1.3.7.5 Equal Attributes Profiler

The Equal Attributes Profiler searches records across a number of attributes for pairs of attributes where values are frequently equal - for example where FirstName and GivenName attributes are both stored, and normally the same. A threshold option is used to drive whether or not to relate pairs of attributes together, depending on the percentage of values in each attribute that have the same value.

Use the Equal Attributes Profiler to find possibly redundant attributes, or pairs of attributes where values are normally equal, but in some cases are not. The Equal Attributes Profiler can help find bad data where two values in related attributes do not relate to each other when they should.

The following table describes the configuration options:

Configuration Description

Inputs

Specify any attributes that you want to examine for equal attribute linkage.

Options

Describes options you can specify.

Equal attribute threshold

Controls the percentage of values that must be equal in two attributes for those two attributes to be considered as related, and to appear in the results. Specified as a percentage. Default is 80%. Note that the value must be between 50% and 100% inclusive.

Treat nulls as equal?

Controls whether or not pairs of Null values are considered to be equal, and therefore whether or not they will be considered when appraising the Equal attribute threshold (above). Specified as Yes or No. Default is Yes.

Outputs

Describes any data attribute or flag attribute outputs.

Data Attributes

None.

Flags

None.

The Equal Attributes Profiler requires a batch of records to produce its statistics; that is, in order to find meaningful relationships between pairs of attributes, it must run to completion. Therefore, its results are not available until the full data set has been processed, and this processor is not suitable for a process that requires a real time response.

When executed against a batch of transactions from a real time data source, it will finish its processing when the commit point (transaction or time limit) configured on the Read Processor is reached.

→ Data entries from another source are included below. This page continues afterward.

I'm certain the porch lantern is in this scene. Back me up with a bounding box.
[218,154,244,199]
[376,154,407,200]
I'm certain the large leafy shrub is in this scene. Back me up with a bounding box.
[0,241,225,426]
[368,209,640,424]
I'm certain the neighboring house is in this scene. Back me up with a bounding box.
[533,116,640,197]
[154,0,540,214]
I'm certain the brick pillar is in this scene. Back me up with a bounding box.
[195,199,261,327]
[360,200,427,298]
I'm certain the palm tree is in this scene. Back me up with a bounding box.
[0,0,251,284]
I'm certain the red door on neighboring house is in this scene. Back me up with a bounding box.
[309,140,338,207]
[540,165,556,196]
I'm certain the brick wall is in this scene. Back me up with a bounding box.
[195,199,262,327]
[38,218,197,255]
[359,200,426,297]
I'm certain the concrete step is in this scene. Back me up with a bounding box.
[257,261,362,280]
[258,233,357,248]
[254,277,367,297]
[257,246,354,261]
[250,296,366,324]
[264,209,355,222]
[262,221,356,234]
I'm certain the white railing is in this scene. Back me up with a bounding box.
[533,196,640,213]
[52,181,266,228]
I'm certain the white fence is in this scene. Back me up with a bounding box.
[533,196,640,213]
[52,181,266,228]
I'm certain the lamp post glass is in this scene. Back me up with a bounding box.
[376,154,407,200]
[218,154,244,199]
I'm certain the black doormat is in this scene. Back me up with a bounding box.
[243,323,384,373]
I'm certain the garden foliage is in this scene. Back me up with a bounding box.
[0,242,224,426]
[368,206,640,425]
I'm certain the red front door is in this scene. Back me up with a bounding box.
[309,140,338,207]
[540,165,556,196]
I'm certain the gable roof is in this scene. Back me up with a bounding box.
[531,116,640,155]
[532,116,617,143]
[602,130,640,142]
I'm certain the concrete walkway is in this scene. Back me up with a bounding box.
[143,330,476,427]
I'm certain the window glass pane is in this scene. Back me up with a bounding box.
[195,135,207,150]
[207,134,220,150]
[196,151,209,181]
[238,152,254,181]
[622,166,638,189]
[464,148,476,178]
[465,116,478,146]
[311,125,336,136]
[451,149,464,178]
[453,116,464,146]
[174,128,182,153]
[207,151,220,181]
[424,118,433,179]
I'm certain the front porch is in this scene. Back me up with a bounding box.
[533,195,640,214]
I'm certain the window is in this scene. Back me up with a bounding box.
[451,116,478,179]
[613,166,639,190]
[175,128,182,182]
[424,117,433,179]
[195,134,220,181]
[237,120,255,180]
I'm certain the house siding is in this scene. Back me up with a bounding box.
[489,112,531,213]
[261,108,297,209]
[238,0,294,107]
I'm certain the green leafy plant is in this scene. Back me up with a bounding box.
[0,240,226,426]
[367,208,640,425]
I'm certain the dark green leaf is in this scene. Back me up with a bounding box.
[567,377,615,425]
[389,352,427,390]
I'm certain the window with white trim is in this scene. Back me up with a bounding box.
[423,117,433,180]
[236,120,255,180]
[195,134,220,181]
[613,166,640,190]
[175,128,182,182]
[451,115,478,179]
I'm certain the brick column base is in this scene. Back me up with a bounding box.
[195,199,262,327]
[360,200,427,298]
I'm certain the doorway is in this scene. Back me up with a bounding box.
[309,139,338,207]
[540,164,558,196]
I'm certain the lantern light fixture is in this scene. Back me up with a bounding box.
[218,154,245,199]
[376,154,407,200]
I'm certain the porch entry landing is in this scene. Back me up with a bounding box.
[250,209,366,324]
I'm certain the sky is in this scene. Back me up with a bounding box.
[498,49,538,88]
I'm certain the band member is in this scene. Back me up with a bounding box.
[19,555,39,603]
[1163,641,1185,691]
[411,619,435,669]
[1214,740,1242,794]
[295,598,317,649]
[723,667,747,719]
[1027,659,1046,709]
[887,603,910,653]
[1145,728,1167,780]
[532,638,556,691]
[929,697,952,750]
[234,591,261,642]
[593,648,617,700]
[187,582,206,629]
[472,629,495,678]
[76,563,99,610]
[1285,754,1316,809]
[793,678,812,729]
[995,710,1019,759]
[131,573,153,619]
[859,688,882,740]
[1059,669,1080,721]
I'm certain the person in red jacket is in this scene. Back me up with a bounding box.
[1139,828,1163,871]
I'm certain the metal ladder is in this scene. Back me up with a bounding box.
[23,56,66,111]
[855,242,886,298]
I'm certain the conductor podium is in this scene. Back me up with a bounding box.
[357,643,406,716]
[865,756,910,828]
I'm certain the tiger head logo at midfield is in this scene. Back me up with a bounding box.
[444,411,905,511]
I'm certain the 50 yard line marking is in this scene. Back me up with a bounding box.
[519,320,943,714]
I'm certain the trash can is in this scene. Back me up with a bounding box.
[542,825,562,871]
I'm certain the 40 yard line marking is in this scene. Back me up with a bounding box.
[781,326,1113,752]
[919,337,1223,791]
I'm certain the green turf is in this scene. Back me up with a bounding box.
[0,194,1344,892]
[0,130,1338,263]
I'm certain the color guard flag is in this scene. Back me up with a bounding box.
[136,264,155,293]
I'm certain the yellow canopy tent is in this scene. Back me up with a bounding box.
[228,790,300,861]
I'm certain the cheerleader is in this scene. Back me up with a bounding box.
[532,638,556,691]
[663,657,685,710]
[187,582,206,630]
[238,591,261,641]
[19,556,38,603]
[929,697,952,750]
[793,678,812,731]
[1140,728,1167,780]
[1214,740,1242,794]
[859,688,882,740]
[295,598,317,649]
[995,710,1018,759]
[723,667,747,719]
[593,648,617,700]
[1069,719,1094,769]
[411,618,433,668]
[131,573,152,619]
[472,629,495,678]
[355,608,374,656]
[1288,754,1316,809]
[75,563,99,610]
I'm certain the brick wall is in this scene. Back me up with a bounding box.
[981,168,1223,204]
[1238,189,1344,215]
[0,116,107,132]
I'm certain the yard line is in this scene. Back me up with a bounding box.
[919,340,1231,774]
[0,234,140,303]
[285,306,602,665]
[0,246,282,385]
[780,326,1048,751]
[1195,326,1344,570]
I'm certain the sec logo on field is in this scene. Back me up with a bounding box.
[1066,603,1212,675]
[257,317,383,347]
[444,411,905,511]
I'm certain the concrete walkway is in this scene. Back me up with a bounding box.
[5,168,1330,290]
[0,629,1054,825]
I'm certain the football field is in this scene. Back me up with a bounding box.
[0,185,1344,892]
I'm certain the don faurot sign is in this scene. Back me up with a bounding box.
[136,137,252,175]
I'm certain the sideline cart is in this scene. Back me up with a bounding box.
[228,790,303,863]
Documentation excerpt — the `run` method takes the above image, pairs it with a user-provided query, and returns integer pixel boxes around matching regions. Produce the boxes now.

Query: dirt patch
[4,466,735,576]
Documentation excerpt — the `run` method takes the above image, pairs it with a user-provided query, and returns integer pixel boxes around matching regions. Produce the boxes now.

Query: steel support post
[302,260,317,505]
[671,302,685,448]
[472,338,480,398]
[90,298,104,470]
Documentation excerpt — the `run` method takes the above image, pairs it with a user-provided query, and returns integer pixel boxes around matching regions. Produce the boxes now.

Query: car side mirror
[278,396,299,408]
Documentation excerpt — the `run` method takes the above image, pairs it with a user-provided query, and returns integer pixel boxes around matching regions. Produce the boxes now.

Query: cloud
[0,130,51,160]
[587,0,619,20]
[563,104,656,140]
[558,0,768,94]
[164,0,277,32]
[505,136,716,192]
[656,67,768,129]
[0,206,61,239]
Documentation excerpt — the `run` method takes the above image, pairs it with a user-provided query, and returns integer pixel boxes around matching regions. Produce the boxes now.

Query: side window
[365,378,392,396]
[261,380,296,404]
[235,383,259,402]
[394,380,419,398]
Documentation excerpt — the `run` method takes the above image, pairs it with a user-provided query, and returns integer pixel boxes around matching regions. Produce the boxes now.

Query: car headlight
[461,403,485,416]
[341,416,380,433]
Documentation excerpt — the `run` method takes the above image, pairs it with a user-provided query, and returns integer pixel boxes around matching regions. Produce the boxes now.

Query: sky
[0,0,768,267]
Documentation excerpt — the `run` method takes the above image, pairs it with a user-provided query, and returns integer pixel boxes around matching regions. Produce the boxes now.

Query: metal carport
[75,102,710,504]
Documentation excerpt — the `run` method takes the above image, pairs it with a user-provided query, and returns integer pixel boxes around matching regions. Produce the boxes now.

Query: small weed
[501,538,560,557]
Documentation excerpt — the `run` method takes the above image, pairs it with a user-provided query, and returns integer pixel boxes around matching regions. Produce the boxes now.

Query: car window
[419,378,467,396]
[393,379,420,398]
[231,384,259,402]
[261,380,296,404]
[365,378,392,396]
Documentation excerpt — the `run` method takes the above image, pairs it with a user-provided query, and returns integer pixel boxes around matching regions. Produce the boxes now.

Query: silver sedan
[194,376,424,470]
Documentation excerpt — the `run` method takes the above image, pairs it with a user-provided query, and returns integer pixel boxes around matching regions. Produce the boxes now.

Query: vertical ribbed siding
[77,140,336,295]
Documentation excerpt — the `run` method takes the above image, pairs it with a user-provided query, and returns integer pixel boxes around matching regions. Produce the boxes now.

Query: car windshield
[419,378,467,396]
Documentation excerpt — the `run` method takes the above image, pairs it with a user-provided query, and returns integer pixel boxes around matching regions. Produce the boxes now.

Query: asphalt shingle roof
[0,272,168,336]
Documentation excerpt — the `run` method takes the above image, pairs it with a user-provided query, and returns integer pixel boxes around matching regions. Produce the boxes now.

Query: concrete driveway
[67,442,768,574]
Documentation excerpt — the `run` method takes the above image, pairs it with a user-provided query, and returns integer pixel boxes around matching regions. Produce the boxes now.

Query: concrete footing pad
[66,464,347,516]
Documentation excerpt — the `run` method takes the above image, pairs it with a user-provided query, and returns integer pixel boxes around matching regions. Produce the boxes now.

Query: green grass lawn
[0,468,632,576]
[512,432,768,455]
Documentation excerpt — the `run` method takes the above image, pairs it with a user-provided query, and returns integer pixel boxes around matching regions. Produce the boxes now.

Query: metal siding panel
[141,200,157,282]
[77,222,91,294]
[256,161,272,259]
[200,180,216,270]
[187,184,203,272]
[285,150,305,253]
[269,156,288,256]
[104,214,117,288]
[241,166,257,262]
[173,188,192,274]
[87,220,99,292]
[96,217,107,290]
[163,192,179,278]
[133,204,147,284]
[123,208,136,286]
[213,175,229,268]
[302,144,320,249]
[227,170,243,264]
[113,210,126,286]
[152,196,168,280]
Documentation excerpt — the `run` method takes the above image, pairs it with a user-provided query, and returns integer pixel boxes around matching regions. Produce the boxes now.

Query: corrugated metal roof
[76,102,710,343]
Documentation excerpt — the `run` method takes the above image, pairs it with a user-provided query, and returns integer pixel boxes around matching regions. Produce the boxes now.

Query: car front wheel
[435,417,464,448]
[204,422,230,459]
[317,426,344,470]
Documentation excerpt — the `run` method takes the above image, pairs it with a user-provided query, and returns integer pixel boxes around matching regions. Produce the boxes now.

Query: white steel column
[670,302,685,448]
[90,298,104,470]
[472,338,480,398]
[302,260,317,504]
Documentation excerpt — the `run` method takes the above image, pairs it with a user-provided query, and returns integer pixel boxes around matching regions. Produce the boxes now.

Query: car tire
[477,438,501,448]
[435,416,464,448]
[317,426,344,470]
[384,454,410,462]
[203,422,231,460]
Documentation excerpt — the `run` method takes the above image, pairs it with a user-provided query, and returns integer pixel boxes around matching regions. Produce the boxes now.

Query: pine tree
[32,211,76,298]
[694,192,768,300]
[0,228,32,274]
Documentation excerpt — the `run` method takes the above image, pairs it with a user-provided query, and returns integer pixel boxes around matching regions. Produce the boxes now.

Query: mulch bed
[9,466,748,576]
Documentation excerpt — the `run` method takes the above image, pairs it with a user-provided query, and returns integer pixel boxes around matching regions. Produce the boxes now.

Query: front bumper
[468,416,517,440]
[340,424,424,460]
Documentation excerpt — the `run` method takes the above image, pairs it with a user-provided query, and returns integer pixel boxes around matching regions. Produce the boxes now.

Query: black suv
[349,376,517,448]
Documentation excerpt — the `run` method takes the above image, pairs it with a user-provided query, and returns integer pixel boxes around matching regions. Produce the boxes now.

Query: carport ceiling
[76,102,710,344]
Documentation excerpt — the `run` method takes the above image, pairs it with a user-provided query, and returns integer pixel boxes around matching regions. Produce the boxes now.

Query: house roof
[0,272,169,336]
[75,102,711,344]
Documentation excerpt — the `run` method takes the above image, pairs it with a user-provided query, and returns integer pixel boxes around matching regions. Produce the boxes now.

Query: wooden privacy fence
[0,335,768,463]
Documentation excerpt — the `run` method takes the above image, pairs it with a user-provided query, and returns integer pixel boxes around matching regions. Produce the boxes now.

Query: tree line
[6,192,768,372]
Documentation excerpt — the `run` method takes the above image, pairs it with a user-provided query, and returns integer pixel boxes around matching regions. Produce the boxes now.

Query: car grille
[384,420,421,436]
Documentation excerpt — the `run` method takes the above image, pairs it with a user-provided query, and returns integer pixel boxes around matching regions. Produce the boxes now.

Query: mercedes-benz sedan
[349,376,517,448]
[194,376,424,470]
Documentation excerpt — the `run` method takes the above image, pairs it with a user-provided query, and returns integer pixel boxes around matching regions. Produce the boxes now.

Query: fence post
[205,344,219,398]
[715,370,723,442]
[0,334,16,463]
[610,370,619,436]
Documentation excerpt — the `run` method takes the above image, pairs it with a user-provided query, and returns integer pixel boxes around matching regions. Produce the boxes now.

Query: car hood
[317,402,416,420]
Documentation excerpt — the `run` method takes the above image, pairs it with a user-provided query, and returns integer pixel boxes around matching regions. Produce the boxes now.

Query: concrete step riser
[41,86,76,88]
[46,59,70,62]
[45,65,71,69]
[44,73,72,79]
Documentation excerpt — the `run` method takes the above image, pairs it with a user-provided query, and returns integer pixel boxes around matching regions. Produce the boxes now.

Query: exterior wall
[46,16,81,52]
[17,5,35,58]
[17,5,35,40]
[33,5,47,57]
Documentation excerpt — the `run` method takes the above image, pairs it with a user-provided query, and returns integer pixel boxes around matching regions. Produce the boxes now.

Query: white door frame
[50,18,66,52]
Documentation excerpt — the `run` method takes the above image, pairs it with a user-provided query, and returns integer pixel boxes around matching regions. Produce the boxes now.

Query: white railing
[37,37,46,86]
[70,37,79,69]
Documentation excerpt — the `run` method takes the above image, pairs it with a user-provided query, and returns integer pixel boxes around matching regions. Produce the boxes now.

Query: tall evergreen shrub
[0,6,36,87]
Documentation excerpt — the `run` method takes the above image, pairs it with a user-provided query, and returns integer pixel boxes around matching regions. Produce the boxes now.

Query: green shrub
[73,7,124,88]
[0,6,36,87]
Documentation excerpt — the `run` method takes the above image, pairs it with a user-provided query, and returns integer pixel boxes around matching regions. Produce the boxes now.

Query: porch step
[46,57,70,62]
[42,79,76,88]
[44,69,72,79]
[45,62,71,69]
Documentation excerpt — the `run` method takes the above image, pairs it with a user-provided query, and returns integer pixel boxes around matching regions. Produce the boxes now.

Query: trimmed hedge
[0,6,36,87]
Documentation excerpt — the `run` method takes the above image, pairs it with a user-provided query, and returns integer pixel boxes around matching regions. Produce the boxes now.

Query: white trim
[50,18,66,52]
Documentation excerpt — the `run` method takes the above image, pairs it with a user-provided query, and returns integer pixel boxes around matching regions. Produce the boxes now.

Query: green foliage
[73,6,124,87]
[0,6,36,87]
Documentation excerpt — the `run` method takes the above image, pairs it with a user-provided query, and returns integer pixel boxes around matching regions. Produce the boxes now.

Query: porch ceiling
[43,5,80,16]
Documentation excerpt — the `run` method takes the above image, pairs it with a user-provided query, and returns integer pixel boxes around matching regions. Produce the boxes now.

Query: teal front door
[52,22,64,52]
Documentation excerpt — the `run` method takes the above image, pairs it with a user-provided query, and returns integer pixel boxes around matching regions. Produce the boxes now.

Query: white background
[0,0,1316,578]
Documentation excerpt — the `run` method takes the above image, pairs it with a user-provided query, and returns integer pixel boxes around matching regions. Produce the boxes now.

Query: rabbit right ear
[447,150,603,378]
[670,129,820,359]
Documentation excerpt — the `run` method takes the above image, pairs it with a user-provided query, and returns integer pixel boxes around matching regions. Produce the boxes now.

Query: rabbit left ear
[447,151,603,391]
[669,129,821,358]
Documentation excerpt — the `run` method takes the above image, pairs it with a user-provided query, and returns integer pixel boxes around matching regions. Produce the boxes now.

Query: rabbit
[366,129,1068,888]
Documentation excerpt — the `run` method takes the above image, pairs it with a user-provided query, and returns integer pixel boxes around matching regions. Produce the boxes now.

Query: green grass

The Equal Attributes Profiler provides a summary view of any pairs of attributes that have a high enough percentage of equal values. The following table describes the statistics for each pair of related (equal) attributes:

Statistic Description

Equal

.The number of records where the values for both the related attributes were the same.

Null pairs

The number of records where the values for both the related attributes were null.

Note: If the option to treat nulls as equal is selected, this will be zero, as the null pairs will be included in the Equal statistic.

Not equal

The number of records where the values for the related attributes were not the same.

Click on the Additional Data button to display the above statistics as percentages of the records analyzed.

Drill-down on the number of records where the pair of attributes matched exactly to see a breakdown of the frequency of occurrence of each matching value. Drill-down again to see the records.

Alternatively, drill-down on the number of records where the pair of attributes were not equal to see the records directly. If there should be a relationship between attributes, these will be the records where the relationship is broken.

Example

In this example, a Customer table is analyzed to see if any of its attributes are commonly equal to each other, using the default configuration. The Equal Attributes Profiler finds that the DT_PURCHASED and DT_ACC_OPEN attributes are normally equal:

Field 1 Field 2 Equal Null Pairs Not Equal

DT_PURCHASED

DT_ACC_OPEN

1983

16

11

By drilling down on the number of records where the two fields were equal, you can see a view of all the pairs of equal values:

DT_ACC_OPEN DT_PURCHASED Count

03/02/1997

03/02/1997

5

30/11/1993

30/11/1993

4

09/08/1996

09/08/1996

4

10/09/1993

10/09/1993

4

07/12/1992

07/12/1992

4

07/08/1996

07/08/1996

4

25/05/1993

25/05/1993

4

24/02/1994

24/02/1994

4

21/11/1996

21/11/1996

4

17/12/1996

17/12/1996

4

13/11/1992

13/11/1992

4

27/08/1992

27/08/1992

4

05/10/1992

05/10/1992

4

27/09/1992

27/09/1992

3